1. Urteil vom 18. Januar 2017

Aktenzeichen 3 C 751/16 (31)

Leitsätze:

2. Ein Blitzschlag ist ein außergewöhnlicher Umstand. der die Pflicht zur Ausgleichszahlung bei Verspätung und Annullierung von Flügen entfallen lässt.

Zusammenfassung:

3. Die Kläger hatten bei der Beklagten einen Flug von Punta Cana nach Frankfurt gebucht. Das dafür vorgesehen Flugzeug wurde bei der Landung in Punta Cana auf dem unmittelbaren Flug vorher durch einen Blitzschlag schwer beschädigt. Daher fand der gebuchte Flug nicht statt und die Kläger erreichten ihren Zielort erst einen Tag später als geplant. Dafür verlangen sie Ausgleichszahlung.

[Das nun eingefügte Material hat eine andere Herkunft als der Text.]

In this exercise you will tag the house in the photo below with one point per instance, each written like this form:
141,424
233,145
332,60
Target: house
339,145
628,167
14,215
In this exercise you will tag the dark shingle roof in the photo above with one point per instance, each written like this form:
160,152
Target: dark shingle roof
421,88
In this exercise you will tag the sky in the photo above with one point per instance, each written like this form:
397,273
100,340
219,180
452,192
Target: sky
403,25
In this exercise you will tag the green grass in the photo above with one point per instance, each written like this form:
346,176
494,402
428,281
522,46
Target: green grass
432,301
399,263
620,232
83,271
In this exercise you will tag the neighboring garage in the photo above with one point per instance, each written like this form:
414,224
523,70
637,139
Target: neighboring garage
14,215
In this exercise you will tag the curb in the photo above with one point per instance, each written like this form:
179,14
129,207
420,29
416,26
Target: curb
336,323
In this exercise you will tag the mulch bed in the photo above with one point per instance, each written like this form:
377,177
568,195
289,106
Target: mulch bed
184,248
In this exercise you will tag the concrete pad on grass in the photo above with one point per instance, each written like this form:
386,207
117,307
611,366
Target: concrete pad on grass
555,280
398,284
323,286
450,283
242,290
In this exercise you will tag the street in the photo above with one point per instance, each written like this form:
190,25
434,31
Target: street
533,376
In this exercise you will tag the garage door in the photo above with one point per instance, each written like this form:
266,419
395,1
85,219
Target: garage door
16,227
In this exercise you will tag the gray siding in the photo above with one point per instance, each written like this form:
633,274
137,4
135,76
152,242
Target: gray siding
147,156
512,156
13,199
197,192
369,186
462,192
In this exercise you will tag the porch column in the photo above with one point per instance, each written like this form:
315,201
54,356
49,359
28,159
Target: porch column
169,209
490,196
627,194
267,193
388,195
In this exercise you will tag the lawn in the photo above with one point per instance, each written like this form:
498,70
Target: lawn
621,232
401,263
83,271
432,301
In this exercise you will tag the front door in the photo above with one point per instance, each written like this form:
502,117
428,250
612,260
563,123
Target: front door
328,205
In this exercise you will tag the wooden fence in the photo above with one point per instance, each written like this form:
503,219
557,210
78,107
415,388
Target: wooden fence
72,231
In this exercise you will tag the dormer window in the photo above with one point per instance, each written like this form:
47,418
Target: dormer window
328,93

Das wies das Amtsgericht ab. Ein Ausgleichsanspruch bestehe nicht bei außergewöhnlichen Umständen. Ein solcher liege hier im Blitzschlag, da er von der Beklagten schlechthin nicht zu vermeiden war. Daran ändere auch der Umstand, das Blitzschläge eine häufig auftretende Gefahr im Flugverkehr seien, nichts. Es komme vornehmlich auf die Kontrollierbarkeit an. Irrelevant sei auch der strittige Punkt, ob der Flug annulliert oder mit großer Verspätung durchgeführt wurde.

Tenor

4. Die Klage wird abgewiesen.

Die Kosten des Rechtsstreits haben die Kläger je zur Hälfte zu tragen.

Das Urteil ist vorläufig vollstreckbar. Die Kläger dürfen die Vollstreckung durch Sicherheitsleistung in Höhe von 110 % des aufgrund des Urteils vollstreckbaren Betrages abwenden, wenn die Beklagte nicht vor der Vollstreckung Sicherheit in Höhe von 110 % des jeweils zu vollstreckenden Betrages leistet.

Tatbestand

5. Die Parteien streiten um die Zahlung von Ausgleichsansprüchen nach der Verordnung (EG) 261/2004 (nachfolgend „VO“ genannt) wegen der nicht pünktlichen Durchführung eines Fluges.

6. Die Kläger unternahmen eine Pauschalreise, in deren Rahmen die Beklagte am 01.11.2015 um 19:35 Uhr eine Flugbeförderung von Punta Cana nach Frankfurt am Main erbringen sollte (Flug DE 2227). Nachdem feststand, dass der Flug nicht pünktlich würde fliegen können, organisierten die Kläger eine eigene Rückreise; sie erreichten den Flughafen Frankfurt am Main erst am 03.11.2015 um 06:15 Uhr statt – wie geplant – am 02.11.2015 um 10:00 Uhr. Die Flugentfernung betrug über 3500 km.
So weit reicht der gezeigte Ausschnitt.